Reference. Developing and testing AWS Glue job scripts - AWS Glue (amazon.com)


	1. Create an AWS named profile
	2. Open cmd on Windows and run the following command
	SET PROFILE_NAME="AWS_ATCG_PROFILE"
	3. Run this command
	docker pull amazon/aws-glue-libs:glue_libs_3.0.0_image_01
	4. Start container

spark -submit
You can run an AWS Glue job script by running the spark-submit command on the container


	1. Run this command to execute the spark -submit

	$ export PROFILE_NAME="AWS_ATCG_PROFILE"
	$  export WORKSPACE_LOCATION=/home/glue_user/workspace/src
	$  export SCRIPT_FILE_NAME=sample.py 
	$ mkdir -p {WORKSPACE_LOCATION}/src 
	$ vim ${WORKSPACE_LOCATION}/src/${SCRIPT_FILE_NAME}

	$ docker run -it -v ~/.aws:/home/glue_user/.aws -v $WORKSPACE_LOCATION:/home/glue_user/workspace/src -e AWS_PROFILE=$PROFILE_NAME -e DISABLE_SSL=true --rm -p 4040:4040 -p 18080:18080 --name glue_spark_submit amazon/aws-glue-libs:glue_libs_3.0.0_image_01 spark-submit /home/glue_user/workspace/src/$SCRIPT_FILE_NAME
	
REPL shell (Pyspark)

You can run REPL (read-eval-print loops) shell for interactive development.
Run the following command to execute the PySpark command on the container to start the REPL shell:

docker run -it -v ~/.aws:/home/glue_user/.aws -e AWS_PROFILE=$PROFILE_NAME -e DISABLE_SSL=true --rm -p 4040:4040 -p 18080:18080 --name glue_pyspark amazon/aws-glue-libs:glue_libs_3.0.0_image_01 pyspark 





In [None]:
# sample.py

import sys
from pyspark.context import SparkContext
from awsglue.context import GlueContext
from awsglue.job import Job
from awsglue.utils import getResolvedOptions


class GluePythonSampleTest:
    def __init__(self):
        params = []
        if '--JOB_NAME' in sys.argv:
            params.append('JOB_NAME')
        args = getResolvedOptions(sys.argv, params)

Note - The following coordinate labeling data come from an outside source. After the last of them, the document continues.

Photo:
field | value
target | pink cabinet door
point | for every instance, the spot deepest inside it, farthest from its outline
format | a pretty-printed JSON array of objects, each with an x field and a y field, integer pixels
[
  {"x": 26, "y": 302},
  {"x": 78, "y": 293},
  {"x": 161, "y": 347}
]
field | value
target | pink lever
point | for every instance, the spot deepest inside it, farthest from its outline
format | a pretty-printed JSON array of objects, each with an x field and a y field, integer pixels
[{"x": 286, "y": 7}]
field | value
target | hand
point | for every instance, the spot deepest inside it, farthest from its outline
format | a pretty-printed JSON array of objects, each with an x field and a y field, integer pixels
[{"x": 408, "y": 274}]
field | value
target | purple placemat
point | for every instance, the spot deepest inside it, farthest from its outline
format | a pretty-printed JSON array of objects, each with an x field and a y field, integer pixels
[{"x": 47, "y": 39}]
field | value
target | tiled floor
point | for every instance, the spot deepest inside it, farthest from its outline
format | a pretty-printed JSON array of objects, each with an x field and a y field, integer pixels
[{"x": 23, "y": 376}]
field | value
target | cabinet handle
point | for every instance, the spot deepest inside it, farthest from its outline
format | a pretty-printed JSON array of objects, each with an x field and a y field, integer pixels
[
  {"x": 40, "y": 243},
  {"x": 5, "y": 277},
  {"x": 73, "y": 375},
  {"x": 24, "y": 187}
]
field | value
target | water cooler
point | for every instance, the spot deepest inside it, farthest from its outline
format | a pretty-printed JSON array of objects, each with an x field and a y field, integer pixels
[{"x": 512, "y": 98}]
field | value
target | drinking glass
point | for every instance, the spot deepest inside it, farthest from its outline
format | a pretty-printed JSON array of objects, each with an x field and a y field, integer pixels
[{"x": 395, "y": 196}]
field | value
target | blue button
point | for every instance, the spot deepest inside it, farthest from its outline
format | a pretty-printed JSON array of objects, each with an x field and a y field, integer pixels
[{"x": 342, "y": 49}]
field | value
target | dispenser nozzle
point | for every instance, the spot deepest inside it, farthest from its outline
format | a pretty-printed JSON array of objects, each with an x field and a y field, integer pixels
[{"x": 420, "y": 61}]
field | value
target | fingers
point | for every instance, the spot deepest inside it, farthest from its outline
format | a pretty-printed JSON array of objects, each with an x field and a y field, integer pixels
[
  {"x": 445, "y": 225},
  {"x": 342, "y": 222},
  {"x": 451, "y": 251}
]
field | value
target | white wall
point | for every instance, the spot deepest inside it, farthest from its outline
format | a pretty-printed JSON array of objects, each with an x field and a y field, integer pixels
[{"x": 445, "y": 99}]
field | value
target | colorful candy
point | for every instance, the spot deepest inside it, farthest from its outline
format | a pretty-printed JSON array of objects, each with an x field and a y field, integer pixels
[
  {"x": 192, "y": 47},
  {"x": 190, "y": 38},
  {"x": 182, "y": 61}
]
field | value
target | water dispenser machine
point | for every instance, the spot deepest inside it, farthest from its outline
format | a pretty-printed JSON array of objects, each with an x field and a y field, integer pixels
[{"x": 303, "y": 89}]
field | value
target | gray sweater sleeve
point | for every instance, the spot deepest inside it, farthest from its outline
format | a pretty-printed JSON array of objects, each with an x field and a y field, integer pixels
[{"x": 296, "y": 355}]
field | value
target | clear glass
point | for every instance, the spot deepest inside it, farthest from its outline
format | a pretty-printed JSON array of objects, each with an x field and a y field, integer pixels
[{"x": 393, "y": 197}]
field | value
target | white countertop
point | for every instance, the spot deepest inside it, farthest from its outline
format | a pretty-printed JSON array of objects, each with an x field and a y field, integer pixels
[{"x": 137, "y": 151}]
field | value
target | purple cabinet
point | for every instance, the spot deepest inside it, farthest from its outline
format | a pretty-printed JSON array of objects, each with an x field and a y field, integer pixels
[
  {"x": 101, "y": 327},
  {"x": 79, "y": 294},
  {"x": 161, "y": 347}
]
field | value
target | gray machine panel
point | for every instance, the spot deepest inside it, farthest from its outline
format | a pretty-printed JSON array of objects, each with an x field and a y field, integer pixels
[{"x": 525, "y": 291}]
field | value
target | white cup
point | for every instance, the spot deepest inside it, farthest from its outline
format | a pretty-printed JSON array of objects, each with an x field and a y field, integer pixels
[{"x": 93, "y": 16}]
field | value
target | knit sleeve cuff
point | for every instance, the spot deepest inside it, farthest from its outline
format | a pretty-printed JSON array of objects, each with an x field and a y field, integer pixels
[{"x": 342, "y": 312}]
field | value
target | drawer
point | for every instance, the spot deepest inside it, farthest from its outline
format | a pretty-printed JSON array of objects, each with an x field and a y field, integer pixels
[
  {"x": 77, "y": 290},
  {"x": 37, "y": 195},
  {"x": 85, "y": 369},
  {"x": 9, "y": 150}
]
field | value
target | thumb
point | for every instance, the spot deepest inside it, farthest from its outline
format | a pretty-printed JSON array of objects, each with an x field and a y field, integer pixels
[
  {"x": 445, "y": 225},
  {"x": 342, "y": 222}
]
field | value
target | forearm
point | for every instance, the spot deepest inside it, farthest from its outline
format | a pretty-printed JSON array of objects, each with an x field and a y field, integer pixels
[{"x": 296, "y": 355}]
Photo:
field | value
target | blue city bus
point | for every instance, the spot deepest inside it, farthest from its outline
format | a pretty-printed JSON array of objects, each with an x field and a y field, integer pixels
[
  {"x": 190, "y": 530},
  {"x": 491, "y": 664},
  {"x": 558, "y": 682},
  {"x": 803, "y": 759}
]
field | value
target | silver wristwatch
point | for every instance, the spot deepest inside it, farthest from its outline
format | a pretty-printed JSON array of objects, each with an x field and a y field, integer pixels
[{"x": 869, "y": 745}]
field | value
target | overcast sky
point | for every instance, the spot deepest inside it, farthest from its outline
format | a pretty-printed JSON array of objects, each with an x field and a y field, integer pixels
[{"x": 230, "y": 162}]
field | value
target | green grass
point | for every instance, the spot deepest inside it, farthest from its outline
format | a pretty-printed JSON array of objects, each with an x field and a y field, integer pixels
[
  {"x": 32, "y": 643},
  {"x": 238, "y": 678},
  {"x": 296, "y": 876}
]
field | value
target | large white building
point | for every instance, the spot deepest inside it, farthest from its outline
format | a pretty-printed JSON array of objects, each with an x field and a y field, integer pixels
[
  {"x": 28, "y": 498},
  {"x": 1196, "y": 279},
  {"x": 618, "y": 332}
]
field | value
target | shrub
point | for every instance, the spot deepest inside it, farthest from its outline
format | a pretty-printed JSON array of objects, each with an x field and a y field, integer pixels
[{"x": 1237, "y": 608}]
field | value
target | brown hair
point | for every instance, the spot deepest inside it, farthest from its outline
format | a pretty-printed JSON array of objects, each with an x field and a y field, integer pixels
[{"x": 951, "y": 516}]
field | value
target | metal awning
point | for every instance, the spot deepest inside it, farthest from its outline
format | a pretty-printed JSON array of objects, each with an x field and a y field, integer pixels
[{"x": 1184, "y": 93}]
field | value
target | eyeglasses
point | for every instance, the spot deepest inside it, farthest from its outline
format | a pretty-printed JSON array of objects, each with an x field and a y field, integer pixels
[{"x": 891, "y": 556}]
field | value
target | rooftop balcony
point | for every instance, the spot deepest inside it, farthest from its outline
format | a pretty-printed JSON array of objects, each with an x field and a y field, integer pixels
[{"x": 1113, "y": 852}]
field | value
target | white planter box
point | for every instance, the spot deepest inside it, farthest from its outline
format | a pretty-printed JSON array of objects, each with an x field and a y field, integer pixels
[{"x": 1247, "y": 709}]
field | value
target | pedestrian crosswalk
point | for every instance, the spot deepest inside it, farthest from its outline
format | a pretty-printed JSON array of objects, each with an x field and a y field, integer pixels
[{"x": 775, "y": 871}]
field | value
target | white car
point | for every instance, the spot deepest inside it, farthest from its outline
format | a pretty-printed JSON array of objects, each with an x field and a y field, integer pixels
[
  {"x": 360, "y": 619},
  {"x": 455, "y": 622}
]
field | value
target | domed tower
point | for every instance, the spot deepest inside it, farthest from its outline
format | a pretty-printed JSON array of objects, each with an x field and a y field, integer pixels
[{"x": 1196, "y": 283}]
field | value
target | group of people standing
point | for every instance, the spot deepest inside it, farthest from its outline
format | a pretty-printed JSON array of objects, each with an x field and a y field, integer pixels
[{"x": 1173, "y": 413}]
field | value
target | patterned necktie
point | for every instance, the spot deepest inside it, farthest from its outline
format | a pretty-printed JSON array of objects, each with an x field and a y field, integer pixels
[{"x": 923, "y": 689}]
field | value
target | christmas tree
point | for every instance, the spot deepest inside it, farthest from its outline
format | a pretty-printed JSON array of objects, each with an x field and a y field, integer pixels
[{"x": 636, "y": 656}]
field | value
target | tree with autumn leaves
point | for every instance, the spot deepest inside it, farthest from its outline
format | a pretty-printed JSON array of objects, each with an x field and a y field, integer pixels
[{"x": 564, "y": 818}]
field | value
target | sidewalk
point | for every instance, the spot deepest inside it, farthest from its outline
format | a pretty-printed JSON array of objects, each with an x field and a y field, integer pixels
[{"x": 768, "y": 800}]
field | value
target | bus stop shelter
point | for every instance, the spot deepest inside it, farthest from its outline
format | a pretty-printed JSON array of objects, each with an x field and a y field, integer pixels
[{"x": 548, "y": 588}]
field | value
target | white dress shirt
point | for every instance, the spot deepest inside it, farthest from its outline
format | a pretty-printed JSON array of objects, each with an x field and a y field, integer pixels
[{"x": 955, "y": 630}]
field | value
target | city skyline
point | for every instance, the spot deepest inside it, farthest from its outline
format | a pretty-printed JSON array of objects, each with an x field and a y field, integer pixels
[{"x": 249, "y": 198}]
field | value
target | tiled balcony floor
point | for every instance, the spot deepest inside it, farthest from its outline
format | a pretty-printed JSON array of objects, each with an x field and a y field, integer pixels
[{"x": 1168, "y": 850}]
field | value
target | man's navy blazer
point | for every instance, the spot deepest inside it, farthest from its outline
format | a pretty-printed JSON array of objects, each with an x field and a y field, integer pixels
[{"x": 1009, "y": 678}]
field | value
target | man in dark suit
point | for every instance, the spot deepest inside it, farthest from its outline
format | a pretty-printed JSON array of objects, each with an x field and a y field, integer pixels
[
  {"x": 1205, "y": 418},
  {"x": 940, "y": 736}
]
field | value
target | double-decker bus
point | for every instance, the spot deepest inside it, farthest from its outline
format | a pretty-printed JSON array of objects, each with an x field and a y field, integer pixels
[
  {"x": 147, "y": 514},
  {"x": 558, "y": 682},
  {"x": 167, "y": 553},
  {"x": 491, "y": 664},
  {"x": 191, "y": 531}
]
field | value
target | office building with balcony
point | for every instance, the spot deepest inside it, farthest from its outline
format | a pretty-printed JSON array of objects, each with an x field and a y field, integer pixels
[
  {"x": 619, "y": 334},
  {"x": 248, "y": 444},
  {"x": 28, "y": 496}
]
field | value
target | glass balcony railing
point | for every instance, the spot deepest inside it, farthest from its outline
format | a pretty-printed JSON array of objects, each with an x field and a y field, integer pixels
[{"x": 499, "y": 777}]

        self.context = GlueContext(SparkContext.getOrCreate())
        self.job = Job(self.context)

        if 'JOB_NAME' in args:
            jobname = args['JOB_NAME']
        else:
            jobname = "test"
        self.job.init(jobname, args)

    def run(self):
        dyf = read_json(self.context, "s3://awsglue-datasets/examples/us-legislators/all/persons.json")
        dyf.printSchema()

        self.job.commit()


def read_json(glue_context, path):
    dynamicframe = glue_context.create_dynamic_frame.from_options(
        connection_type='s3',
        connection_options={
            'paths': [path],
            'recurse': True
        },
        format='json'
    )
    return dynamicframe


if __name__ == '__main__':
    GluePythonSampleTest().run()

The above code requires Amazon S3 permissions in AWS IAM. You need to grant the IAM managed policy arn:aws:iam::aws:policy/AmazonS3ReadOnlyAccess or an IAM custom policy which allows you to call ListBucket and GetObject for the Amazon S3 path.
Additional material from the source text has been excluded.